Wednesday, September 12, 2007

Everything Everything

On Sunday night, L. and I went to see Underworld at the Hollywood Bowl. This is the first time I’ve ever seen them in concert, but it’s been a long time coming. Like most people, I first encountered Underworld in the movie “Trainspotting” back in the spring of 1996, and promptly bought their first two albums: “dubnobasswithmyheadman” and “Second Toughest in the Infants.” The music was deceptively simple, but like all great music it burned itself deep into my brain and became part of my soundtrack for life. With the first album in particular, I didn’t know how much I liked it until I had stopped listening to it for a few days, and found that the songs were still playing in my head.

When I saw U2 in concert that summer, the show was prefaced by the “Pearl’s Girl” EP, blaring from massive speakers.
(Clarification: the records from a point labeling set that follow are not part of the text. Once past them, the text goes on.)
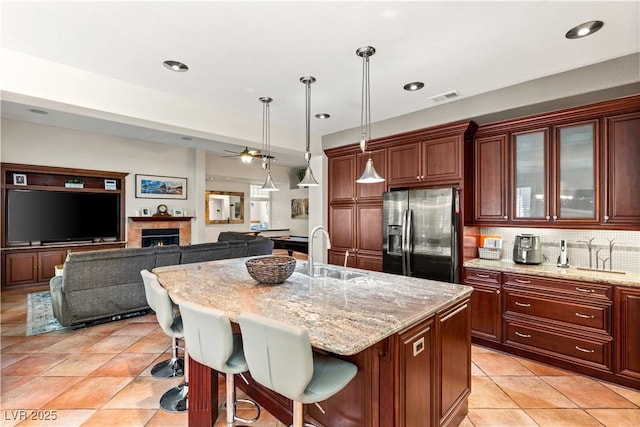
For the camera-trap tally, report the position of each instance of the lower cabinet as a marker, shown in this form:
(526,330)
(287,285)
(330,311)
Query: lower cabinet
(31,268)
(585,327)
(628,333)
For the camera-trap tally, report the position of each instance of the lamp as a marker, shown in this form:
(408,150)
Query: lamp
(268,185)
(308,180)
(369,176)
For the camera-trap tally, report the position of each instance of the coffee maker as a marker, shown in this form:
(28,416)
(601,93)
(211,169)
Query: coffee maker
(527,249)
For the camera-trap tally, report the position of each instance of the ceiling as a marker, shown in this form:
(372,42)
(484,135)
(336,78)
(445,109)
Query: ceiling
(238,51)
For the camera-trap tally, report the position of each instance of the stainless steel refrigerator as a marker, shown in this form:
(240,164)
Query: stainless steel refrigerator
(420,233)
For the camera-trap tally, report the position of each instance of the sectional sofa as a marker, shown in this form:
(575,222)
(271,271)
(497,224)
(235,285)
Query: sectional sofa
(106,284)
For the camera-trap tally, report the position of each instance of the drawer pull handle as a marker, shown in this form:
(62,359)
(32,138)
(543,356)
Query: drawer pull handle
(520,334)
(585,316)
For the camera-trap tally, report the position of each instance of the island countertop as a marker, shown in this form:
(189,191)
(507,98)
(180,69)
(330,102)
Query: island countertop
(342,317)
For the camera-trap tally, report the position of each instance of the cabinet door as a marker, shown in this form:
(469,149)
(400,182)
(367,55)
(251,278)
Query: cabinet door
(342,178)
(441,160)
(47,262)
(491,172)
(576,190)
(530,189)
(342,226)
(371,192)
(404,164)
(454,334)
(627,332)
(622,170)
(21,268)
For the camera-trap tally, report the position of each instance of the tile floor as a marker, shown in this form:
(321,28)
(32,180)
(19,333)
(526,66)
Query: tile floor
(100,376)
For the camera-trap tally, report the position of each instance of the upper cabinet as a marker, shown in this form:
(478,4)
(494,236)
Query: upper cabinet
(570,168)
(434,161)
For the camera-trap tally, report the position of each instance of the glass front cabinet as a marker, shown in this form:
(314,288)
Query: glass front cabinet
(555,173)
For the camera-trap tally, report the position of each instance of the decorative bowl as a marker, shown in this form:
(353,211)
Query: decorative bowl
(271,270)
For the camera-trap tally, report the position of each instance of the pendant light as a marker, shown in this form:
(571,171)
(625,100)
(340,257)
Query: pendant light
(268,185)
(369,176)
(308,180)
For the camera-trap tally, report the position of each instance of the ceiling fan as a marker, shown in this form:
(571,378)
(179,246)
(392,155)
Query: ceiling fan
(246,155)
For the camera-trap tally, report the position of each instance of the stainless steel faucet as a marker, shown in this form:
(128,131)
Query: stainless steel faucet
(313,235)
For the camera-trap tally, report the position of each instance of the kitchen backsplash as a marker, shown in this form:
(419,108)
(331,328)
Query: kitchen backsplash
(625,254)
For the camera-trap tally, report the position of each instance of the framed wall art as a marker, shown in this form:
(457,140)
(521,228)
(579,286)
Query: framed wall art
(160,187)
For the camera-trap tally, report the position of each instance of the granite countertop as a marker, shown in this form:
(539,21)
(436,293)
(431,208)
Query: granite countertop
(551,270)
(342,317)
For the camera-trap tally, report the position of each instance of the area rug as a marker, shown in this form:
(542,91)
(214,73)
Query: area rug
(40,318)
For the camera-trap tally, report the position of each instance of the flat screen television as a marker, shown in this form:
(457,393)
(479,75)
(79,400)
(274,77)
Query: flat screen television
(59,216)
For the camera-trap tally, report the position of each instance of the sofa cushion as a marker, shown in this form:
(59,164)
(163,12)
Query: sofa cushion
(204,252)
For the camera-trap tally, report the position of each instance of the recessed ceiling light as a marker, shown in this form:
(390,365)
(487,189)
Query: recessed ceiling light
(176,66)
(584,30)
(413,86)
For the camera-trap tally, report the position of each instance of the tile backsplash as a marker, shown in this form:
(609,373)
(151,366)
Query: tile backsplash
(625,254)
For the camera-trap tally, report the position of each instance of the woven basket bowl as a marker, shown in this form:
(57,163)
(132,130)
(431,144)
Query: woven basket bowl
(271,270)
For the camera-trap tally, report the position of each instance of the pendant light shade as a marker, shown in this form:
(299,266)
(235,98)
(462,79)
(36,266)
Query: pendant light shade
(308,180)
(369,176)
(268,185)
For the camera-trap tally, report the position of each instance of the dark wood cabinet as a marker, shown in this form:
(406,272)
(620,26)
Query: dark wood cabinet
(570,168)
(431,162)
(491,178)
(622,157)
(486,307)
(31,266)
(627,333)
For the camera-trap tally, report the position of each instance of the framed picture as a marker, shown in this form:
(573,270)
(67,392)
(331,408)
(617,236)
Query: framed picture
(19,179)
(160,187)
(299,208)
(110,184)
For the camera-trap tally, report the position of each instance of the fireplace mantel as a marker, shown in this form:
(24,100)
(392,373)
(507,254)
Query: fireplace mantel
(138,223)
(160,218)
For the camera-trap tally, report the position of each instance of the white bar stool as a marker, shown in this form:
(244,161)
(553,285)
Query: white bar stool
(280,358)
(211,342)
(173,367)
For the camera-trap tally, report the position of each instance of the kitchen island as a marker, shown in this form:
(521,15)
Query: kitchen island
(410,339)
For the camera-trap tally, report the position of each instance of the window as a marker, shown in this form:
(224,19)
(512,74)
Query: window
(260,207)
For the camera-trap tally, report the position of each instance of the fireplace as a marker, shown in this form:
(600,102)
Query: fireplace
(140,227)
(160,237)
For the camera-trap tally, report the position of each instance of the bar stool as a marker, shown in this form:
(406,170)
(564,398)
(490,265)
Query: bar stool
(173,367)
(211,342)
(280,358)
(175,399)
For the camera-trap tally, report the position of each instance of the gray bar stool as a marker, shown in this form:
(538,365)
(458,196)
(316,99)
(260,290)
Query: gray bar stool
(175,399)
(280,358)
(173,367)
(211,342)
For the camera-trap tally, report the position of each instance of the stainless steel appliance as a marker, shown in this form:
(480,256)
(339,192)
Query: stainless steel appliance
(420,233)
(527,249)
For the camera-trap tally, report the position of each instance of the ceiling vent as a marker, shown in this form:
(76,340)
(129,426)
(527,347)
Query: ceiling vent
(445,96)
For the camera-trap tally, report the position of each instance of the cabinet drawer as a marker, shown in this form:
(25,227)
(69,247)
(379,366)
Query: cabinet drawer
(577,313)
(559,286)
(481,276)
(561,344)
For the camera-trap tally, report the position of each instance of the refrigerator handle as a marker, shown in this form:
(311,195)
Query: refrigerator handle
(407,243)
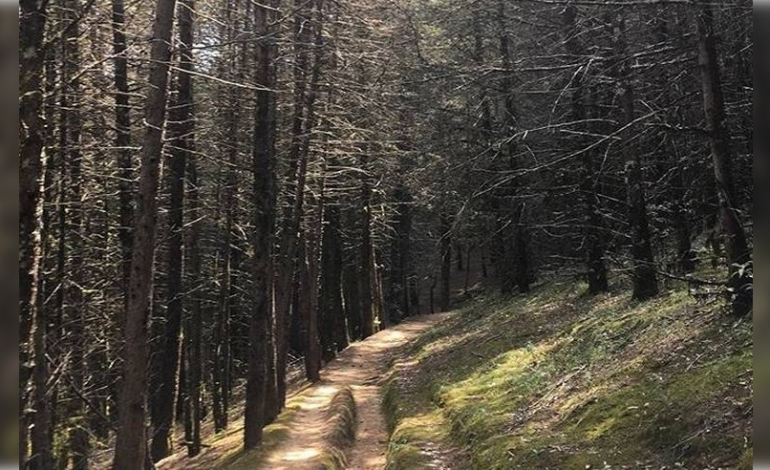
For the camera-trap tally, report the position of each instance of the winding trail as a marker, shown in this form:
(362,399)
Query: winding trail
(361,367)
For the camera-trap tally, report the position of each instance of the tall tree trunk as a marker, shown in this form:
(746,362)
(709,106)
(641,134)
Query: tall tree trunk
(76,319)
(194,333)
(44,400)
(303,126)
(130,443)
(264,193)
(122,136)
(125,177)
(32,22)
(739,254)
(308,306)
(366,269)
(644,275)
(180,127)
(352,297)
(518,256)
(594,247)
(334,334)
(446,263)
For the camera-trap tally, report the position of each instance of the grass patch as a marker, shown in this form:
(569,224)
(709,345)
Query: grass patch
(559,379)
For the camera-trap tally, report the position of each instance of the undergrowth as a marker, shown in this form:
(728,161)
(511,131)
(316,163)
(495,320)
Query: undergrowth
(562,380)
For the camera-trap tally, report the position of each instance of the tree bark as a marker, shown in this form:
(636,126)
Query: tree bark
(366,269)
(446,263)
(594,247)
(644,274)
(130,443)
(32,22)
(194,334)
(180,128)
(739,254)
(264,193)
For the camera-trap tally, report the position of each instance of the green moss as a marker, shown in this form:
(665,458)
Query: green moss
(563,380)
(272,437)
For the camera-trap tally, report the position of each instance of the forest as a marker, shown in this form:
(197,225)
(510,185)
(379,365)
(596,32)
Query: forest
(385,234)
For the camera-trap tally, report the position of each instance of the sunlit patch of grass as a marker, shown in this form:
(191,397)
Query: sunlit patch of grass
(560,379)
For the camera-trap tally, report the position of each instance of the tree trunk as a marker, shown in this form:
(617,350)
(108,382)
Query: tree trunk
(194,333)
(264,193)
(644,268)
(180,128)
(594,247)
(739,254)
(352,298)
(366,269)
(32,21)
(446,263)
(76,318)
(308,306)
(130,443)
(334,334)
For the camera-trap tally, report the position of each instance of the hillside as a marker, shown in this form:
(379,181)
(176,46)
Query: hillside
(563,381)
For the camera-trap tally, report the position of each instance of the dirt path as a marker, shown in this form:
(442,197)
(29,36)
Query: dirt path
(362,367)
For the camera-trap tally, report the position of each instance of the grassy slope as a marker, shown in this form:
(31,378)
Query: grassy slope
(560,380)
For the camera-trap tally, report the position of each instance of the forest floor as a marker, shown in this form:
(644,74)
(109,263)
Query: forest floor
(303,436)
(561,380)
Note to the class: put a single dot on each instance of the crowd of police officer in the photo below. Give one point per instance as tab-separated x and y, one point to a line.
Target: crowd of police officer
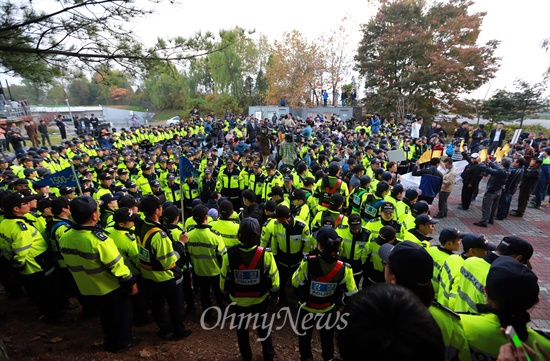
136	236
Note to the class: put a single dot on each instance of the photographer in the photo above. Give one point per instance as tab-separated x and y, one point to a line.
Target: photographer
15	138
463	132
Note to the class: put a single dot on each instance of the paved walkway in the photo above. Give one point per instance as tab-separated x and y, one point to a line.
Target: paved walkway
533	227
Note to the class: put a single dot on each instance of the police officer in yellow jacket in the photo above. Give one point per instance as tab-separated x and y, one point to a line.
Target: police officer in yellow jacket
229	183
471	291
100	273
512	289
158	264
27	251
424	226
450	242
355	240
473	245
290	240
409	265
227	226
321	279
206	248
249	277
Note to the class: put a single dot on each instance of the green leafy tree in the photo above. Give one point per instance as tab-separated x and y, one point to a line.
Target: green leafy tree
293	70
42	43
526	100
165	88
79	91
421	55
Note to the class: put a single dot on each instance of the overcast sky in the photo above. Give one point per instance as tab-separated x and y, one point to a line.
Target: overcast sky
520	25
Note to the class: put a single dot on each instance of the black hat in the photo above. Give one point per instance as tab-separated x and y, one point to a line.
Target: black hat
28	171
84	206
387	233
387	207
355	222
336	200
511	284
298	194
449	234
43	204
425	219
420	207
149	204
276	191
476	241
225	208
104	176
282	212
249	228
199	212
412	193
124	214
270	206
66	190
20	182
58	204
328	238
107	198
30	195
409	262
514	245
15	199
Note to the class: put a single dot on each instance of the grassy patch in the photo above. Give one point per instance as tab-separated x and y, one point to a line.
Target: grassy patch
167	114
135	108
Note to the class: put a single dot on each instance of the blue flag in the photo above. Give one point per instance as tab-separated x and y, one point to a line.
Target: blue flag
186	169
64	178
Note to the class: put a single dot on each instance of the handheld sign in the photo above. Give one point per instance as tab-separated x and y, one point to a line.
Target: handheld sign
64	178
186	169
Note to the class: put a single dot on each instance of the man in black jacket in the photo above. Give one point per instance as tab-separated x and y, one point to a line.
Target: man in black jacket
251	208
495	185
472	175
478	135
43	129
497	137
510	188
527	186
463	132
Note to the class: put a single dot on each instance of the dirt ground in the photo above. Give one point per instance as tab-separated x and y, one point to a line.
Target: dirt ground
26	337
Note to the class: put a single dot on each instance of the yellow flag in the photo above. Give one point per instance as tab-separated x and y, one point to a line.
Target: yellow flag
483	155
499	154
426	157
437	153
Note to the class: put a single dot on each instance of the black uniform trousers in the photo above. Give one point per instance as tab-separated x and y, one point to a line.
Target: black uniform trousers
242	330
285	275
115	315
324	322
466	195
207	283
168	292
46	292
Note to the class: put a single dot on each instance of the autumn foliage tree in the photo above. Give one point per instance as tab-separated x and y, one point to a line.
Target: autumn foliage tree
294	70
421	55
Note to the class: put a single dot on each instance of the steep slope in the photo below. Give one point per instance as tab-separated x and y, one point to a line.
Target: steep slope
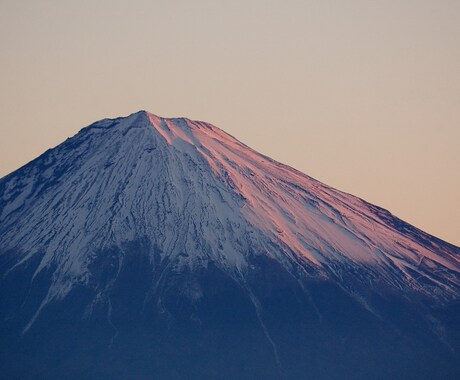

I found myself wishing that I had come to see Underworld in concert, instead of U2. I spent the rest of the summer listening to that EP over and over, everywhere I went. The title song still gives me chills whenever I listen to it, and I dare anyone to try and sit still while it’s playing.

In the spring of 2000, Underworld released their third album (and last with DJ Darren Emerson). “Beaucoup Fish” became part of the soundtrack for my summer in London – a place where it was impossible to ESCAPE the pulsing beat of electronic music. While I was there, I remember talking to one of my college professors – a jazz saxophonist – about the effect of the music. He derided popular electronic music because it was so predictable - most songs combining the basic four-count of jazz with the repetitiveness of pop music. There is nothing, he said, intellectual about it. I agreed, but frankly I don’t want all my music to be intellectual. To me, the most powerful effect of music is its ability to convey PURE EMOTION, completely detached from intellect.

Underworld is, pure and simple, the music of anticipation and exhilaration. I felt it on Sunday night as I waited for the musicians to take the stage. I felt it as their set list gradually built from slower tracks to faster tracks. I couldn’t sit still. Three days later, the music is still playing in my head.

I haven’t bought any of Underworld’s post-Darren Emerson music, but if the concert is any indication of what I’m missing, I will have to buy their upcoming album (due in October). The live performance of their new single, “Crocodile,” blew me away. I can’t help noting that the album version is more anti-climactic than the live performance… but I also know that Underworld is not the kind of band you listen to one song at a time. You listen until you’ve forgotten that you’re listening, until the apparent simplicity of the music has fooled your brain into believing that it’s all the same.

That’s when the music gets under your skin, and that’s when a very minor change can pull the rug out from under you – when the music, and by extension whatever you’re doing at the time, becomes completely new and exciting.